More funding for research, a faster phaseout of coal-fired power plants among the suggestions.

October 14, 2015   by CANADIAN PRESS

CALGARY — Alberta’s climate change advisory panel asked – and energy companies, trade associations, unions, think tanks and every-day Albertans answered.

The panel received close to 500 submissions following their request for public comment on what the government should consider when drafting its climate change policy.

Everyone from climate-change skeptics to diehard greens represented.

Suggestions from those in favour of stronger action on climate change included switching all traffic lights to roundabouts to reduce idling, banning motorized lawn mowers and leaf blowers and giving nuclear power a chance.

The most common requests, however, centred around more government funding for research, a faster phaseout of coal-fired power plants, more renewables and a price on carbon emissions.
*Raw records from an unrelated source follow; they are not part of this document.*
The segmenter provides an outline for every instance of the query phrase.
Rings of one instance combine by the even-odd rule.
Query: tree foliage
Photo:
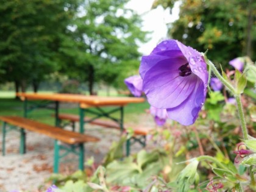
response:
[[[44,75],[58,69],[60,37],[66,33],[76,1],[1,1],[0,68],[4,72],[2,81],[23,84],[32,82],[35,85]]]
[[[73,40],[63,43],[69,63],[63,71],[88,82],[91,93],[94,82],[120,86],[138,68],[138,42],[144,41],[145,33],[139,16],[125,8],[127,1],[85,1],[73,26]]]
[[[0,82],[33,83],[59,71],[116,86],[138,68],[141,20],[129,0],[2,1]],[[23,87],[25,85],[23,85]]]
[[[176,0],[156,0],[173,7]],[[247,55],[255,59],[256,3],[248,1],[182,1],[179,19],[169,25],[169,34],[186,44],[204,51],[215,62],[226,65],[231,59]],[[248,49],[248,47],[249,48]]]

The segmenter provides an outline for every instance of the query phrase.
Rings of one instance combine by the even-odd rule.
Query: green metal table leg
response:
[[[76,126],[75,122],[74,121],[72,121],[71,122],[71,126],[72,126],[72,131],[73,132],[74,132],[75,131],[75,129],[76,129],[75,126]]]
[[[128,157],[130,155],[130,138],[126,140],[126,156]]]
[[[23,111],[24,111],[24,114],[23,114],[24,117],[27,118],[27,100],[26,98],[23,102]]]
[[[26,132],[24,129],[21,128],[21,141],[20,145],[20,153],[24,154],[26,153]]]
[[[6,135],[6,122],[2,123],[2,154],[5,155],[5,135]]]
[[[80,143],[79,146],[79,168],[80,170],[84,171],[84,146],[83,143]]]
[[[81,133],[84,133],[84,119],[85,117],[85,113],[84,113],[84,109],[80,107],[79,108],[79,113],[80,113],[80,121],[79,121],[79,124],[80,124],[80,129],[79,129],[79,132]]]
[[[60,127],[60,121],[59,119],[59,105],[60,104],[59,101],[55,101],[55,126],[56,127]]]
[[[124,107],[120,107],[120,129],[123,133],[124,131]]]
[[[54,172],[59,172],[59,160],[60,146],[58,144],[58,140],[54,141]]]
[[[142,145],[142,146],[143,147],[143,148],[144,148],[144,147],[146,147],[146,136],[143,136],[143,140],[144,140],[144,141],[141,141],[141,145]]]

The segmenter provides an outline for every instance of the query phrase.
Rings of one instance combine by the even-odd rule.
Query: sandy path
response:
[[[117,130],[102,129],[95,126],[87,127],[88,134],[102,138],[96,143],[85,144],[85,158],[93,156],[96,162],[100,163],[107,154],[113,141],[118,141],[120,132]],[[0,133],[0,144],[2,135]],[[0,155],[0,191],[12,190],[29,190],[38,191],[40,185],[44,183],[52,172],[54,140],[48,137],[33,132],[27,133],[27,153],[19,154],[20,133],[11,130],[7,132],[5,157]],[[133,146],[132,152],[141,149],[138,145]],[[2,153],[2,149],[0,148]],[[67,158],[77,160],[70,155]],[[77,161],[61,163],[60,172],[62,174],[75,171]]]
Environmental groups made a variety of suggestions on what that carbon price should be, with the Pembina Institute recommending a $40 per tonne price next year, rising $10 a tonne every year for the first 10 years, while the Suzuki Foundation suggested a more modest $30 price, increasing by $10 a year for five years before a review.

Those advocating for a carbon price have allies in some oil sands companies, with Cenovus Energy, Shell, and Suncor among those supporting a widespread tax on carbon.
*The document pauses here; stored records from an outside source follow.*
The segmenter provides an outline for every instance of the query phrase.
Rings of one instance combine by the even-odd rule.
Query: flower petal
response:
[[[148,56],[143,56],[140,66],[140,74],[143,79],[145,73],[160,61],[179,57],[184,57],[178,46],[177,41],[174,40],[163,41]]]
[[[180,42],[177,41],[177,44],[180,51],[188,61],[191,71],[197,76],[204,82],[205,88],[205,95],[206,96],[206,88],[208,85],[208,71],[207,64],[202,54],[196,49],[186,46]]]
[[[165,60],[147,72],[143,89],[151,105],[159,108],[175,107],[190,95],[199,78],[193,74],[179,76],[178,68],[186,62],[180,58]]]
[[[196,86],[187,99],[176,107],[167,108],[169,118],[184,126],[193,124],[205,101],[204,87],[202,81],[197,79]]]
“A carbon price is the single most effective way to change the investment and operating decisions that drive real emissions reductions,” Suncor said in its submission.

Other oil sands players like Nexen and Husky Energy instead expressed support for a continuation of the current specified gas emitter regulations, with Husky saying Alberta shouldn’t impose any more penalties until its competitors adopt an equivalent price on carbon.

As to phasing out coal-fired power plants, many environmental groups have called for their total elimination by 2025 or 2030, but power producers have put forth their own, more long-term solutions.

Power generators TransAlta, Atco Ltd., and Maxim Power Corp. have recommended that coal emissions be cut by 20% immediately and then their reduction obligations should be considered met. The gap in energy generation would be filled by natural gas, and eventually replaced with renewables with a goal of 15% of electricity from renewables by 2020 and rising from there.

Power-distributor Enmax recommends restricting coal power plant production to 25 per cent below capacity starting next year, and then allowing the full phaseout to run its current course of a complete elimination by 2066. Capital Power is calling for a 50% emissions reduction from coal plants by 2030.

Possibly the most common comment amounted to expressions of gratitude for being invited to give input by the province’s first NDP government.

John, who wrote in to suggest that people should be able to sell energy from their personal solar panels back to the grid, said he had never given feedback to the government before.

“Thank you for the opportunity to provide input. I am 62 and this is the first time I have ever done so.”